You must inform your doctor if you think you are pregnant (or might be). ENALAPRIL/HYDROCHLOROTHIAZIDE ABABOR is not recommended at the beginning of pregnancy and should not be used if you are pregnant for more than 3 months, as it can cause serious harm to your baby if used at this stage (see section Pregnancy).

Children and adolescents

The safety and efficacy of ENALAPRIL/HYDROCHLOROTHIAZIDE ABABOR in this population have not been established, so its use is not recommended in children.

Use in the elderly

In studies where enalapril and hydrochlorothiazide were taken together, the effect of the medicines and tolerability were similar in young adult and elderly patients with high blood pressure.

Taking ENALAPRIL/HYDROCHLOROTHIAZIDE ABABOR with other medicines

Tell your doctor or pharmacist if you are taking or have recently taken any other medicines. Your doctor may need to adjust your dose and/or take other precautions.

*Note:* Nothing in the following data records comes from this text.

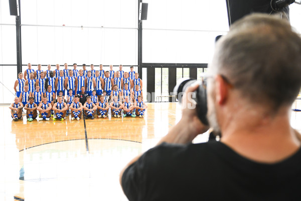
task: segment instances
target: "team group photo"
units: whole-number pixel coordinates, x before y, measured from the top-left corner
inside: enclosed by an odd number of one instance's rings
[[[99,70],[93,64],[83,64],[79,70],[76,63],[72,66],[69,69],[65,63],[60,69],[56,64],[52,70],[48,65],[43,70],[38,64],[35,70],[28,63],[15,83],[16,97],[10,107],[13,120],[18,121],[23,114],[29,122],[64,121],[69,115],[78,121],[83,116],[92,120],[144,117],[147,106],[142,101],[142,81],[133,66],[129,72],[122,65],[116,71],[112,65],[106,71],[102,64]]]

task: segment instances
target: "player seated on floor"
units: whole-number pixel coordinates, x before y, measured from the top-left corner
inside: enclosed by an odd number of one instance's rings
[[[60,91],[60,92],[59,92],[59,95],[60,95],[62,96],[62,101],[63,102],[65,102],[65,103],[67,103],[66,100],[65,99],[65,96],[64,96],[64,95],[63,95],[63,91]],[[58,98],[59,97],[59,96],[58,96],[56,98],[55,98],[55,100],[54,101],[54,103],[55,104],[56,103],[58,103]]]
[[[144,113],[147,108],[147,106],[142,101],[141,95],[138,96],[138,101],[135,102],[135,109],[136,109],[136,115],[142,118],[144,117]]]
[[[118,85],[117,84],[114,85],[113,89],[111,92],[111,101],[113,101],[113,98],[114,96],[117,96],[118,101],[120,100],[119,97],[121,97],[121,91],[118,89]]]
[[[73,102],[73,98],[74,98],[73,90],[70,88],[69,89],[69,94],[67,95],[67,106],[68,107],[68,109],[67,110],[67,113],[66,114],[66,116],[69,115],[70,107],[72,102]]]
[[[58,102],[54,104],[53,106],[53,111],[55,114],[56,117],[52,119],[54,121],[57,120],[64,121],[64,119],[66,117],[66,113],[68,109],[68,106],[66,103],[63,102],[62,95],[59,95],[58,96],[57,99]]]
[[[102,91],[102,95],[103,95],[103,97],[104,97],[103,101],[104,101],[105,103],[108,104],[110,98],[109,97],[108,95],[107,95],[106,91],[105,91],[104,90],[103,90]]]
[[[98,96],[96,95],[96,90],[93,90],[92,91],[92,95],[91,95],[91,102],[96,105],[98,103]]]
[[[129,100],[131,100],[132,99],[132,91],[128,88],[128,84],[127,83],[124,84],[124,87],[123,88],[123,89],[121,90],[122,103],[125,102],[125,96],[128,96],[129,97]]]
[[[109,105],[104,101],[104,96],[100,96],[100,101],[96,104],[96,107],[97,107],[98,118],[100,118],[101,117],[105,119],[106,118],[109,111]]]
[[[49,85],[47,87],[47,91],[44,94],[44,96],[47,98],[47,103],[51,104],[52,108],[53,108],[54,102],[55,101],[55,93],[52,90],[52,86]],[[58,92],[59,93],[59,92]],[[53,116],[53,110],[51,109],[51,115]]]
[[[19,102],[22,102],[24,106],[29,102],[29,97],[32,96],[32,92],[29,91],[28,85],[24,85],[24,90],[20,94]]]
[[[79,98],[78,95],[75,95],[73,98],[74,102],[70,105],[70,110],[71,110],[71,120],[74,120],[75,119],[77,121],[79,120],[81,117],[82,110],[83,105],[79,102]]]
[[[22,118],[23,104],[19,102],[19,98],[18,97],[15,97],[14,103],[11,104],[9,108],[11,109],[11,115],[14,121],[17,122]]]
[[[50,115],[51,115],[50,111],[52,109],[51,104],[47,102],[47,98],[46,97],[43,97],[43,102],[40,104],[38,107],[38,111],[40,112],[40,114],[42,117],[42,118],[38,118],[39,121],[42,121],[45,120],[46,121],[49,121]]]
[[[114,96],[113,100],[110,104],[110,107],[112,110],[112,116],[118,118],[120,117],[122,104],[118,100],[118,97],[116,95]]]
[[[87,102],[84,105],[84,111],[87,119],[91,117],[91,119],[94,119],[94,115],[97,109],[96,106],[91,102],[91,97],[87,97]]]
[[[134,106],[129,102],[128,95],[126,95],[123,97],[125,100],[124,103],[122,104],[122,109],[123,109],[123,117],[126,116],[131,116],[131,117],[136,117],[136,115],[132,114]]]
[[[32,122],[33,120],[37,118],[38,113],[37,109],[38,105],[35,103],[35,98],[33,97],[29,98],[29,102],[25,105],[24,110],[26,110],[26,117],[27,121]]]

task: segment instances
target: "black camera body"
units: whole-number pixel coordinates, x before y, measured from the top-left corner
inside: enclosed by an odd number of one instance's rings
[[[273,10],[279,11],[284,7],[286,7],[294,3],[295,0],[271,0],[271,7]]]
[[[198,82],[199,82],[199,81],[190,78],[181,79],[179,80],[177,85],[174,88],[174,94],[176,95],[176,97],[180,104],[182,104],[182,98],[183,93],[187,87]],[[197,110],[199,119],[200,119],[203,124],[205,125],[208,125],[209,123],[207,118],[208,109],[206,82],[203,81],[199,86],[198,89],[194,92],[195,93],[195,95],[193,96],[192,99],[196,102],[196,110]]]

It is especially important that you inform your doctor if you are taking or have recently taken any of the following medicines:

• An angiotensin II receptor antagonist (ARA) or aliskiren (see also the information under the headings "Do not take ENALAPRIL/HYDROCHLOROTHIAZIDE ABABOR 20 mg/12.5 mg tablets" and "Warnings and precautions").
• Blood pressure-lowering medicines (e.g., vasodilators, beta-blockers, diuretics).
• Potassium supplements (including salt substitutes), potassium-sparing diuretics, and other medicines that can increase potassium levels in the blood (e.g., trimethoprim and cotrimoxazole for bacterial infections; cyclosporin, an immunosuppressive medicine used to prevent organ transplant rejection; and heparin, a medicine used to thin the blood to prevent clots).
• Medicines used to treat certain mental disorders, such as lithium, antipsychotics, or tricyclic antidepressants.
• Anesthetics.
• Opioids (medicines used to treat severe pain).
• Medicines used to treat diabetes, such as insulin or oral antidiabetics (e.g., metformin).
• Medicines used to treat pain or certain inflammations, such as non-steroidal anti-inflammatory drugs (NSAIDs), such as acetylsalicylic acid, including selective cyclooxygenase-2 (COX-2) inhibitors.
• Sympathomimetic medicines (medicines used to treat certain heart and blood vessel disorders and some cold medicines).
• Pressor amines, such as noradrenaline.
• Muscle relaxants, such as tubocurarine.
• Thrombolytic medicines (which prevent blood clot formation).
• Calcium salts and vitamin D.
• Ion exchange resins (medicines used to lower cholesterol in the blood), such as cholestyramine and colestipol.
• Antiarrhythmics (medicines used to prevent and control heart rhythm disorders), such as digitalis glycosides, quinidine, amiodarone.
• Anticholinergic medicines (medicines that decrease gastric emptying), such as atropine (used before general anesthesia or to prevent spasms) or biperiden (used in patients with Parkinson's disease).
• Medicines used to treat gout, such as probenecid, sulfinpyrazone, and allopurinol.
• Antivirals (medicines used to treat viral infections), such as amantadine.
• Cytotoxic medicines (used to treat cancer), such as cyclophosphamide and methotrexate.
• Immunosuppressive medicines (used to prevent organ transplant rejection), such as cyclosporin.
• Antibiotics (medicines used to treat certain infections), such as tetracyclines, amphotericin B.
• Gold salts (used to treat rheumatic diseases, such as rheumatoid arthritis).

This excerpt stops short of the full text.